4. But if we can ill fathom the thoughts of these great creative minds, how much less those of the true theocratic King, the true Messiah and Son of God, when entering upon His kingdom, and standing at its threshold with all the possibilities of it clear before Him, and the way needful to be trod to reach it also clear! We know that He was sometimes troubled in spirit, and sometimes rejoiced greatly, alternating between a gloom more dark than falls on any son of man and a rightness more luminous than created light. But with full view of His work He entered on it, and with full view of the glory He prosecuted it to the end.

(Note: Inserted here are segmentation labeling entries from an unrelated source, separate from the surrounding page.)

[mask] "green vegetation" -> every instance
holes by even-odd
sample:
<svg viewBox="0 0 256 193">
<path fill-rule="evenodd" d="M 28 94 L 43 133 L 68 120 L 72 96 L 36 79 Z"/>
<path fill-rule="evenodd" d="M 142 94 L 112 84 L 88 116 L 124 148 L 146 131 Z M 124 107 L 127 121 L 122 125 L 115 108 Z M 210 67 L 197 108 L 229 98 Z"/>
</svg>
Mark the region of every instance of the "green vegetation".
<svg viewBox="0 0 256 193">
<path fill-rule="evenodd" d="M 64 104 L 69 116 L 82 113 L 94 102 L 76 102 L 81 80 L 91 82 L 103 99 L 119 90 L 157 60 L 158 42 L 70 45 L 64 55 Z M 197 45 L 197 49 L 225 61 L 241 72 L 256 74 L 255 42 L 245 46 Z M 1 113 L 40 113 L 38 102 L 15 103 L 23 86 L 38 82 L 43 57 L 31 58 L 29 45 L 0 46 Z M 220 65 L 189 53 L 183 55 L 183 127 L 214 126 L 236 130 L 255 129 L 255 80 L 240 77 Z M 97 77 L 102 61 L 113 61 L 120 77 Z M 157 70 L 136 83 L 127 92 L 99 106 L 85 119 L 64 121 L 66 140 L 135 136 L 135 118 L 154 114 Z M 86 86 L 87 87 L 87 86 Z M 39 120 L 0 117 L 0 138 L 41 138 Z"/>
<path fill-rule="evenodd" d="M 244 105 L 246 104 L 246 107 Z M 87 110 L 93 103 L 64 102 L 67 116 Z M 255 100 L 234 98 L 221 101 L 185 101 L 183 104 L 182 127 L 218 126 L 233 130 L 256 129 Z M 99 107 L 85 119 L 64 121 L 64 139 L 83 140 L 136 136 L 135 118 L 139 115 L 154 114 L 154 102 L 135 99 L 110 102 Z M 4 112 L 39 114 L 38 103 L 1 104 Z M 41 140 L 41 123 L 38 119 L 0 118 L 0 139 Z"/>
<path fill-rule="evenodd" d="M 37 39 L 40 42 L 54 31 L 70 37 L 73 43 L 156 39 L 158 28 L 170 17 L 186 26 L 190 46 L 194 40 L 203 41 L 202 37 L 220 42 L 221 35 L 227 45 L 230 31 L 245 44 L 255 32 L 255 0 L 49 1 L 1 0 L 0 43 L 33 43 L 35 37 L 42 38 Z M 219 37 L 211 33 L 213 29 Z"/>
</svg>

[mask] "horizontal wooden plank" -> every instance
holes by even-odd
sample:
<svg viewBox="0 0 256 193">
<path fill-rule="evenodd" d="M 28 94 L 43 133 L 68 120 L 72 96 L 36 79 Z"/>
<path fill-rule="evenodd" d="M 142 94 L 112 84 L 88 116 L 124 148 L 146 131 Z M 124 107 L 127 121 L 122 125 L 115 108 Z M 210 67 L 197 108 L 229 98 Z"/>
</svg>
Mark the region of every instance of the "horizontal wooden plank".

5. The Psalm, if a typical Psalm in the mind of its human author, referred to the installation of the theocratic king on Zion, who took God's place over His kingdom, and stood to Him in all the endearing relations expressed by the name of Son. The writer to the Hebrews finds in it the statement of the manifestation of the true theocratic King and Son in power from His resurrection and ascension; and His principle is just. The one was a rehearsal of the other. All this Old Testament machinery, and this calling one who was king by the name Son, and the like, would never have been but for the other; it was only in order to suggest the other and prepare for it. It was a prophecy of the other. It contained the same ideas. And its having been imperfect, as it was, implied that the other — that which was perfect — should also be. Only, that which the Old Testament writer had not yet foreseen had now taken place; the material embodiment of the ideas of the kingdom had passed away, and all things had become spiritual in Christ.